If we do end up linking up with Renhe, it will surely be because we wanted a club in Beijing and couldn't sign a deal with Beijing Guoan, and Sun Jihai will be a purely coincidental employee.
Some very average players have gone to the Chinese league for silly money so would that make it more difficult for uefa?
Well, there are multiple ways of looking at it. You're right that the Chinese overpay for players, but making money out of China isn't as easy as just saying "from now on, every player we want to leave we will force to move to our CSL club". The majority of players when they leave aren't going to want to go there, so we won't make
that much at the end of the day that way, so the only effective way of doing it would be to either sign players for the sole purpose of instantly selling them to China or moving on a number of youth players. Either way is going to look a fair bit dodgier than Hulk being sold for £45m because at least Hulk was a first team player beforehand.
There's also that China may overpay but there's never been an instance of a Chinese team paying a team they are corporately linked to for a player. On top of that, at the most cynical end of the scale, you could point out that UEFA created FFP specifically to hinder us, and so their previous record with allowing in income from China is irrelevant because we were never the ones benefiting from it before. After all, it's not like UEFA have to show their FFP calculations to an external auditor, so they are free to be absolutely as biased as they want to be.

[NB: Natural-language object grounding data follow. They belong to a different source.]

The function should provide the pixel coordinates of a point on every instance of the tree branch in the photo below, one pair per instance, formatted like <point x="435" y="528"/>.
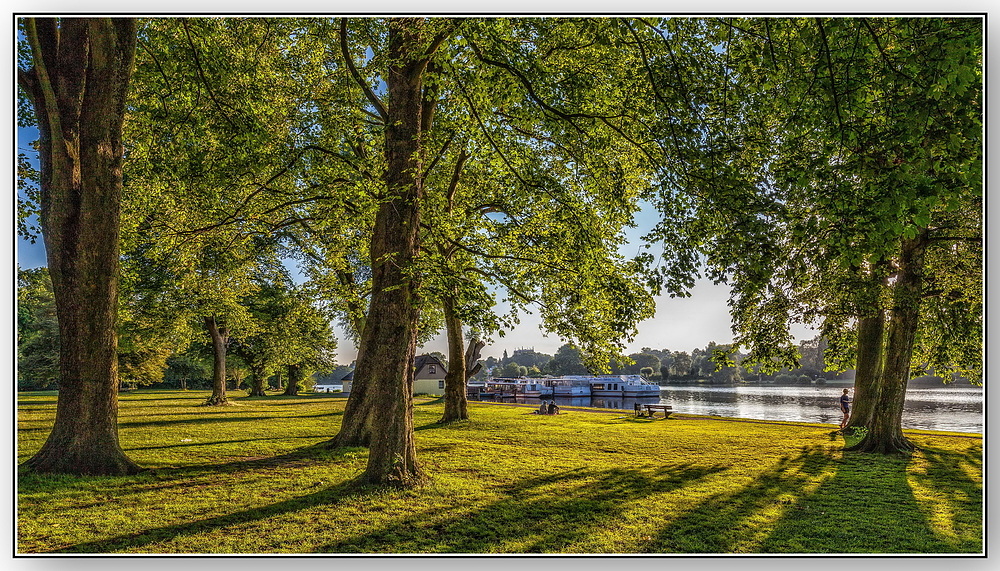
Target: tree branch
<point x="372" y="98"/>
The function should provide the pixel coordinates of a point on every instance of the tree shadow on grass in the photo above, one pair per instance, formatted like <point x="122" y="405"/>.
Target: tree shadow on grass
<point x="182" y="476"/>
<point x="210" y="417"/>
<point x="325" y="497"/>
<point x="536" y="515"/>
<point x="722" y="522"/>
<point x="864" y="505"/>
<point x="950" y="494"/>
<point x="869" y="506"/>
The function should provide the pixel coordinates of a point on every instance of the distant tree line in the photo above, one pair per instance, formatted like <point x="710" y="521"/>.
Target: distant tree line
<point x="664" y="366"/>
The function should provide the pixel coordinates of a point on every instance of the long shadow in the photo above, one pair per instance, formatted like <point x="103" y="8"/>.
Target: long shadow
<point x="864" y="506"/>
<point x="883" y="515"/>
<point x="179" y="476"/>
<point x="327" y="496"/>
<point x="957" y="499"/>
<point x="214" y="442"/>
<point x="530" y="515"/>
<point x="714" y="525"/>
<point x="217" y="418"/>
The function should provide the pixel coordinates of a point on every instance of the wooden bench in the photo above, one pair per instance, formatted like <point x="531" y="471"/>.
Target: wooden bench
<point x="651" y="408"/>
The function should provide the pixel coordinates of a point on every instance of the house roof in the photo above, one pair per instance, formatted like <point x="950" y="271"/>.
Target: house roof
<point x="418" y="363"/>
<point x="421" y="360"/>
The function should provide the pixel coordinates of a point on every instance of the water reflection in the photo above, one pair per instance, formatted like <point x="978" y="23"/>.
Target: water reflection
<point x="957" y="409"/>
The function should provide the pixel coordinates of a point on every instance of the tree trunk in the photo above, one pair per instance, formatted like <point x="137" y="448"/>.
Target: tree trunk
<point x="220" y="338"/>
<point x="384" y="371"/>
<point x="461" y="366"/>
<point x="257" y="381"/>
<point x="868" y="368"/>
<point x="78" y="82"/>
<point x="456" y="401"/>
<point x="293" y="381"/>
<point x="871" y="346"/>
<point x="885" y="429"/>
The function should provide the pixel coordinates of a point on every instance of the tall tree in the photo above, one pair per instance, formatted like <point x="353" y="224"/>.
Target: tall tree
<point x="77" y="84"/>
<point x="511" y="104"/>
<point x="850" y="146"/>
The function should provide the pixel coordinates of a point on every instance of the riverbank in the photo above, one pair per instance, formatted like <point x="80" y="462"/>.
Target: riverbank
<point x="255" y="478"/>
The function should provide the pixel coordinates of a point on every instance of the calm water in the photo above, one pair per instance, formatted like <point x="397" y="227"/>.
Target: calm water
<point x="957" y="409"/>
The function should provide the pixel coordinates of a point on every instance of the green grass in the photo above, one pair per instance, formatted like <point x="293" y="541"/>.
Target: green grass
<point x="255" y="478"/>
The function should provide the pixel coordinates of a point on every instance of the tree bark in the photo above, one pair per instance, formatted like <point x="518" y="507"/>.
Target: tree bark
<point x="220" y="338"/>
<point x="385" y="363"/>
<point x="885" y="429"/>
<point x="461" y="366"/>
<point x="257" y="381"/>
<point x="456" y="402"/>
<point x="78" y="82"/>
<point x="871" y="346"/>
<point x="293" y="381"/>
<point x="868" y="368"/>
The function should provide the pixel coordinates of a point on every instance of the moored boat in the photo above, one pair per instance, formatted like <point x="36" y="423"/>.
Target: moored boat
<point x="623" y="385"/>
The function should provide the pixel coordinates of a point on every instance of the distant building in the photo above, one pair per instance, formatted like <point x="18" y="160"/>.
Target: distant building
<point x="328" y="386"/>
<point x="428" y="378"/>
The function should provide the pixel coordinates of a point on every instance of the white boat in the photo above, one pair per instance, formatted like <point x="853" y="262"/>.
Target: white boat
<point x="623" y="385"/>
<point x="569" y="386"/>
<point x="516" y="387"/>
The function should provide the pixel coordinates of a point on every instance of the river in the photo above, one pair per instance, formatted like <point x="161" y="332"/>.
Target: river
<point x="958" y="409"/>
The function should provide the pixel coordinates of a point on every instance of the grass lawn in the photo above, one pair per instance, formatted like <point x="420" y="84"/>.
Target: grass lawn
<point x="255" y="478"/>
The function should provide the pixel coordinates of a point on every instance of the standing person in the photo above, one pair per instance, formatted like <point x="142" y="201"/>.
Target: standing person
<point x="845" y="407"/>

All this aside, this is interesting timing for this story to be reemerging because it's just struck me that it was only a few weeks back I was reading an interview conducted with Tom Glick where he basically made comments along the lines of that CFG don't like the way that the CSL is set up on the basis of unsustainably high spending, and that they don't want to get involved while the business model is so heavily slanted towards teams being propped up by wealthy owners. Makes me wonder what really is the truth behind this all, and perhaps makes me wonder if CITIC are twisting ADUG's arm into going ahead with the China plans in advance of when they'd actually want to get involved.